Alas, if you want to believe Javascript is not an interpreted language, you are free to do so.


In the end, yes, ES6 is needlessly obfuscating code, creating more grammar instead of creating more functions. More grammar makes a language richer, but most of the time, not as much as a word/function.

1 Like

Since the “interpreter” (JIT compiler) is “compiling” your js code to machine code, why would the “native” functions that have been compiled by the C++ compiler be faster than those that have been “interpreted” by the JIT compiler ?

What is the cause of the difference of performance between Java and Javascript ? Is it because Javascript is “interpreted” or because Java works with static typed variables ? If the second explanation is the right one, why would C++ code working on dynamic type variables (like in your php example) be faster than compiled JS code working on the same dynamic type variables ?

Flowchart: “Deciding if and how to define an ES6 arrow function”

7 Likes

Not only is JavaScript sintax convoluted, the ecosystem is as well. There are so many new tools and libraries that accomplish nothing but wasting time. The irony is that these tools are built to save time. But how many hours do you spend browsing npm? And in the end is it worth it?

4 Likes

A compiled for loop will work with registers (as much as possible), a compiled integer addition will perform the operation using registers and ADD machine code (as much as possible). Most of the time, that is the base reason for the speed difference.

Whichever is faster, and whatever the reason, I do not understand why we are discussing this. Interpreted languages are pretty much always slower. This is a generalization that is true most of the time. This is known.

Even compiled languages amongst themselves, and interpreted languages amongst themselves, differ in terms of speed and/or memory usage. If you have worked with both PHP and Python for a long time, you will know that PHP is generally faster. If you have worked with C++, you will know that it takes a long time to compile a C++ program, but it runs way faster than PHP code that does the exact same thing.

Why are we even spending time whose (interpreted languages vs compiled languages) is bigger?

If you are expecting me to cover every possible case for every possible programming language, thanks but no thanks.
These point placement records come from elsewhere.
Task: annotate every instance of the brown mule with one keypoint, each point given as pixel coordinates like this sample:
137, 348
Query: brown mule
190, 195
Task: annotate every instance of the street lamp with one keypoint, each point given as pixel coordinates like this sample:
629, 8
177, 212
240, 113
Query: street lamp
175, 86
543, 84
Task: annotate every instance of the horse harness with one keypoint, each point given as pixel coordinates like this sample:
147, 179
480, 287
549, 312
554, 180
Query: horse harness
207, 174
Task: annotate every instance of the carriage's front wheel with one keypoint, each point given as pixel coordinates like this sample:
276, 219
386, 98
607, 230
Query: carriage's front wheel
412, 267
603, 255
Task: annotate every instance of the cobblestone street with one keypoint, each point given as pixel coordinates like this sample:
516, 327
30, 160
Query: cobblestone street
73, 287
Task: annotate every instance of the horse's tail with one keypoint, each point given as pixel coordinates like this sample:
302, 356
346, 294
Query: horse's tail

We could discuss this for months, analyze 50 languages’ output on various situations with multiple algorithms, and not have definitive results on who (interpreted languages vs compiled languages) beats the other.

We have strayed meaninglessly away from the main discussion. I will not spend any more time on interpreted vs compiled. You are free to believe whatever you want. Just please stop trying to fix me.

And how do you do that with dynamic typed variables ?

Yeah, and v8 javascript is faster than anything else “interpreted”. Which bring us back to the main point of our discussion, which was to say that native php functions were much faster that js libraries, which has yet to be proven.

Ok, professor.

1 Like

I think it’s worth mentioning that a lot of (all?) the new syntax forms in ES6 have antecedents in other languages, i.e. Linq lambdas in C# which have the same rules for omitting brackets as in ES6. So I think it would have made less sense if they’d purposefully gone against existing conventions from other C-based languages.

After all, if you don’t want to omit brackets, you don’t have to. Just because the language is unopinionated doesn’t mean you or your team have to be.